Rifqi menunjuk hak terdakwa berkomunikasi dengan penasihat hukum dan bertanya pada saksi. Namun praktiknya, terdapat keterbatasan bila terjadi gangguan yakni akibat koneksi internet yang tidak stabil. Maklum, kualitas koneksi internet antara institusi dan wilayah tak seragam. Tak jarang koneksi internet putus nyambung. Kemudian fasilitas pengadilan yang terbatas yang mengakibatkan perkara menumpuk.

Dia menilai akibat keterbatasan fasilitas rumah tahanan (Rutan) yang dikelola Ditjen Pemasyarakatan berdampak terhadap jalannya persidangan secara daring. Belum lagi, terdapat kebijakan Rutan yang tak seragam soal ada yang membolehkan penasihat hukum hadir, ada pula yang tak membolehkan. Namun demikian, Perma 4/2020 dianggap tetap memberi jalan keluar terhadap isu-isu tersebut yakni sidang bisa digelar di pengadilan atau di kantor kejaksaan.

Panitera Muda Pidana Khusus MA, Suharto mengatakan Perma 4/2020 terobosan mengatasi keterbatasan menggelar persidangan perkara pidana secara tatap muka. Yang perlu digarisbawahi, persidangan elektronik tetap mengedepankan hak-hak terdakwa. Yang pasti, Perma 4/2010 tak mengharuskan persidangan digelar secara online, hanya sebatas memberi landasan hukum dan pedoman kapan persidangan secara online dapat dilaksanakan serta tata caranya.

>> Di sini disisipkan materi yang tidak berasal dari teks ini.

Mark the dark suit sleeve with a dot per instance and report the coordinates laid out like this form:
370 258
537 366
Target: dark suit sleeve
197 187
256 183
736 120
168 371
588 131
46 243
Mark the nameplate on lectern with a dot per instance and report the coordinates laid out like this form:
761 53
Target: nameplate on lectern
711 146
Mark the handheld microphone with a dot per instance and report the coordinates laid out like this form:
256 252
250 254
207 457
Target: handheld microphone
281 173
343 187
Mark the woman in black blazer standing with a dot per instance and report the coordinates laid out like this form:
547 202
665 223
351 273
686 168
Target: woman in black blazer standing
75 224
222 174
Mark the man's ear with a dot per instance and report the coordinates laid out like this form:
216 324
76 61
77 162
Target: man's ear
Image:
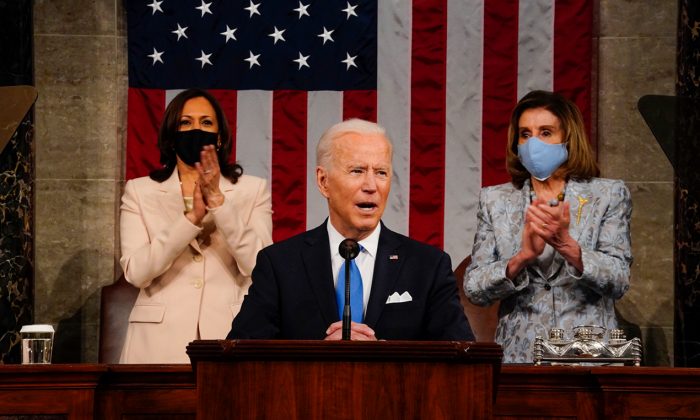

Pemenuhan hak terdakwa dalam Perma 4/2020, MA menginginkan pemberian jaminan peradilan yang adil dan tidak memihak untuk menjamin hak-hak terdakwa. Pertama, hak terdakwa untuk secepatnya mendapatkan kepastian hukum atas tindak pidana yang dituduhkan padanya yakni dengan diadili dalam persidangan tanpa penundaan yang tidak semestinya sebagaimana tertuang dalam Pasal 14 ayat (3) huruf c menurut ICCPR dan telah diratifikasi oleh UU No.12 Tahun 2005.